Frente al silencio.

Frente al silencio.

viernes, 9 de septiembre de 2016

Eduardo Galeano (II)






La desmemoria/2


      El miedo seca la boca, moja las manos y mutila. El miedo de saber nos condena a la ignorancia; el miedo de hacer nos reduce a la impotencia. La dictadura militar, miedo de escuchar, miedo de decir, nos convierte en sordomudos. Ahora la democracia, que tiene miedo de recordar, nos enferma de amnesia; pero no se necesita ser Sigmund Freud para saber que no hay alfombra que pueda ocultar la basura de la memoria.










La pálida


      Mis certezas desayunan dudas. Y hay días en que me siento extranjero en Montevideo y en cualquier otra parte. En esos días, días sin sol, noches sin luna, ningún lugar es mi lugar y no consigo reconocerme en nada, ni en nadie. Las palabras no se parecen a lo que nombran y ni siquiera se parecen a su propio sonido. Entonces no estoy donde estoy. Dejo mi cuerpo y me voy, lejos a ninguna parte, y no quiero estar con nadie, ni siquiera conmigo, y no tengo, ni quiero tener, nombre ninguno: entonces pierdo las ganas de llamarme o ser llamado.










El crimen perfecto


      En Londres, es así: los radiadores devuelven calor a cambio de las monedas que reciben. Y en pleno invierno estaban unos exiliados latinoamericanos tiritando de frío, sin una sola moneda para poner a funcionar la calefacción de su apartamento.
      Tenían los ojos clavados en el radiador, sin parpadear. Parecían devotos ante el tótem, en actitud de adoración; pero eran unos pobres náufragos meditando la manera de acabar con el Imperio Británico.

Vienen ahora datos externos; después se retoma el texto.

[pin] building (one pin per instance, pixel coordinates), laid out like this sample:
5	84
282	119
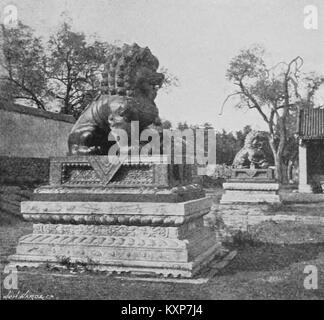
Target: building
311	149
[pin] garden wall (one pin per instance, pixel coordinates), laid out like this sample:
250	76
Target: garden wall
28	138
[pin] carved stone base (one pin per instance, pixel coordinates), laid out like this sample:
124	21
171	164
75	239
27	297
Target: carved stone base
250	193
140	237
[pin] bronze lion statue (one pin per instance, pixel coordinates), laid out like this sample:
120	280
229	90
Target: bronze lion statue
253	154
129	88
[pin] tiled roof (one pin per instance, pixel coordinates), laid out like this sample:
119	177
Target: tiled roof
311	123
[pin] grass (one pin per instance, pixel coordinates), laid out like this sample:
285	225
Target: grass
264	268
259	271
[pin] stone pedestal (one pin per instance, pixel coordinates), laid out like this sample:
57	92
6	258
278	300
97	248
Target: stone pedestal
119	217
303	186
251	186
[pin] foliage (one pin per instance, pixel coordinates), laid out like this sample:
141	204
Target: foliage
66	71
23	65
74	68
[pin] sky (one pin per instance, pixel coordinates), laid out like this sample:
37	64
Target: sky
195	40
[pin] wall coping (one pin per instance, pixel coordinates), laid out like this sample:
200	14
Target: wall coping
36	112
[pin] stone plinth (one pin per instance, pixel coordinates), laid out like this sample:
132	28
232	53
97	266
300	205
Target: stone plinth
149	224
251	186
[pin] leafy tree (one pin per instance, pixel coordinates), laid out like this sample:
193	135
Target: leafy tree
74	68
273	92
68	69
23	65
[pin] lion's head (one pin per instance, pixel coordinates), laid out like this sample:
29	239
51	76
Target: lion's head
256	141
131	75
132	71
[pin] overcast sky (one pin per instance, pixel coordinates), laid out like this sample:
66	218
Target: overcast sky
195	40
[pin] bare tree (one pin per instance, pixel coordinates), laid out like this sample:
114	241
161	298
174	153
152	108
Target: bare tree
273	92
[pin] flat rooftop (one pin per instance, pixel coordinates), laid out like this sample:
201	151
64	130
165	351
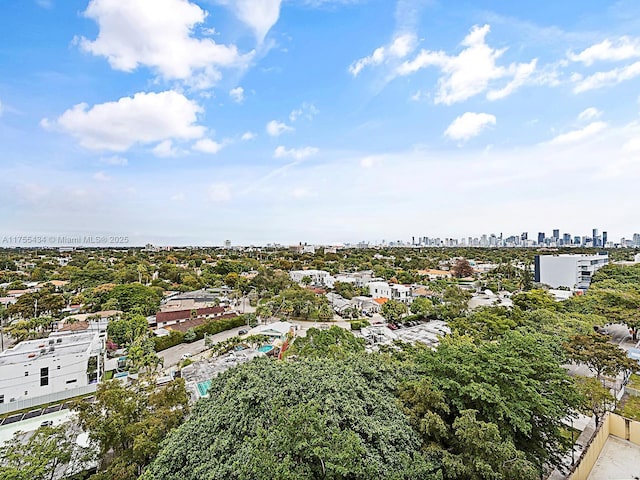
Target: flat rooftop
32	350
619	460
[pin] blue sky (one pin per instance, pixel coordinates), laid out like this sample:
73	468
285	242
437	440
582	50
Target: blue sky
325	121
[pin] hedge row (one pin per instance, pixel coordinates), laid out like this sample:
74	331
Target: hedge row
210	328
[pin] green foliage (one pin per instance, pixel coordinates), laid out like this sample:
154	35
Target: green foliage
130	422
422	307
309	419
631	408
524	400
136	298
126	329
162	343
359	324
335	342
46	454
602	357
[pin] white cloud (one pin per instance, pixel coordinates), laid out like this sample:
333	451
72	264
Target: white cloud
306	110
471	71
159	34
302	192
399	48
219	192
521	75
142	119
575	136
275	128
623	48
589	114
469	125
207	145
237	94
259	15
101	177
295	153
165	149
116	160
608	78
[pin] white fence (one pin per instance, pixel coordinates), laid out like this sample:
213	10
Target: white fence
44	399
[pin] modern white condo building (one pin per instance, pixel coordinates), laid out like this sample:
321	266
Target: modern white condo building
571	271
38	368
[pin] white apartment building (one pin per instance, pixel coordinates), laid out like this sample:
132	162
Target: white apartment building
37	368
390	291
318	277
571	271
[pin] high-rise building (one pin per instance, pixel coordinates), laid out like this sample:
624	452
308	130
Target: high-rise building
540	238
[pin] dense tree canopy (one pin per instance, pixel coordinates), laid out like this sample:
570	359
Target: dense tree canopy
309	419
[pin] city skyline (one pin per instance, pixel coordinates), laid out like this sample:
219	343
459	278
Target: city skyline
329	120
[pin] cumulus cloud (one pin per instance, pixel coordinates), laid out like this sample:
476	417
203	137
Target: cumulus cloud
142	119
206	145
101	177
589	114
295	153
623	48
306	110
219	192
469	125
607	78
259	15
159	34
399	48
165	149
275	128
115	160
471	71
575	136
237	94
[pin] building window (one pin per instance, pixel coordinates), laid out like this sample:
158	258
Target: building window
44	376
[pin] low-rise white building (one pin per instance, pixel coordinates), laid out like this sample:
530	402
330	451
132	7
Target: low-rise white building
37	368
318	277
392	291
570	271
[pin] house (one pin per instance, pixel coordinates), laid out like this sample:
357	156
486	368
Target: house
173	317
277	330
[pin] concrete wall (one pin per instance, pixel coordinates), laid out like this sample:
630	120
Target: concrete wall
612	424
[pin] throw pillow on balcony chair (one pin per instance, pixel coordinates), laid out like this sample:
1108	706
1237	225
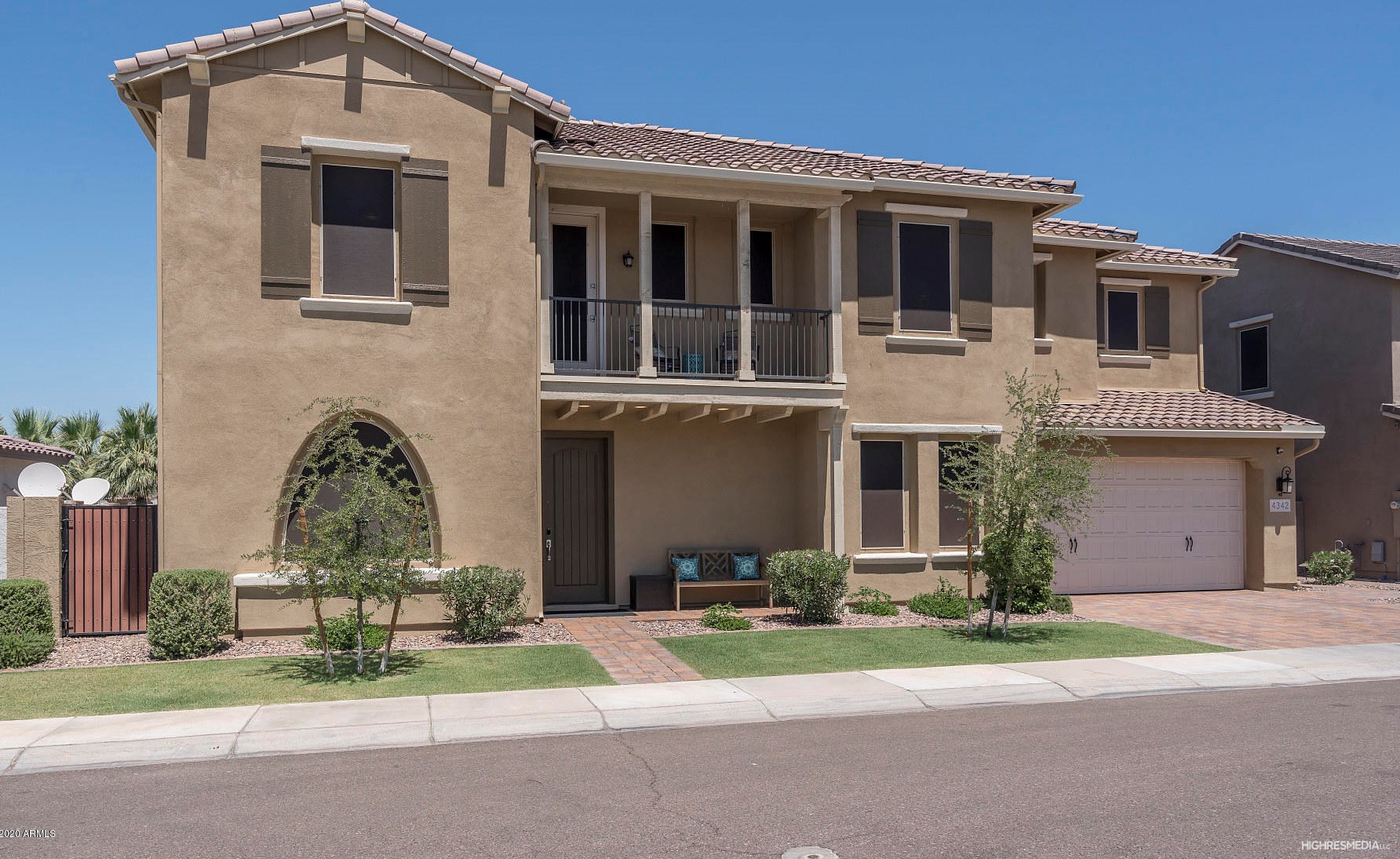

Si ponían monedas de lata o cartón, el radiador funcionaría, pero el recaudador encontraría, luego, las pruebas de la infamia.
      ¿Qué hacer?, se preguntaban los exiliados. El frío los hacía temblar como la malaria. Y en eso, uno de ellos lanzó un grito salvaje, que sacudió los cimientos de la civilización occidental. Y así nació la moneda de hielo, inventada por un pobre hombre helado.
      De inmediato, pudieron manos a la obra. Hicieron moldes de cera, que reproducían las monedas británicas a la perfección; después llenaron de agua los moldes y los metieron en el congelador.
      Las monedas de hielo no dejaban huellas, porque las evaporaba el calor.
      Y así, aquel apartamento de Londres se convirtió en una playa del mar Caribe.










La muerte


      Ni diez personas iban a los últimos recitales del poeta español Blas de Otero. Pero cuando Blas de Otero murió, muchos miles de personas acudieron al homenaje fúnebre que se le hizo en una plaza de toros de Madrid. Él no se enteró.







Las hormigas


      Tracey Hill era niña en un pueblo de Connecticut, y practicaba entretenimientos propios de su edad, como cualquier otro tierno angelito de Dios en el estado de Connecticut o en cualquier otro lugar de este planeta.

      Un día, junto a sus compañeritos de la escuela, Tracey se puso a echar fósforos encendidos en un hormiguero. Todos disfrutaron mucho de este sano esparcimiento infantil; pero a Tracey la impresionó algo que los demás no vieron, o hicieron como que no veían, pero que a ella la paralizó y la dejó, para siempre, una señal en la memoria: ante el fuego, ante el peligro, las hormigas se separaban en parejas, y de a dos, bien juntas, bien pegaditas, esperaban la muerte.





Eduardo Galeano. “El libro de los abrazos”. 1991, Siglo XXI de España Editores.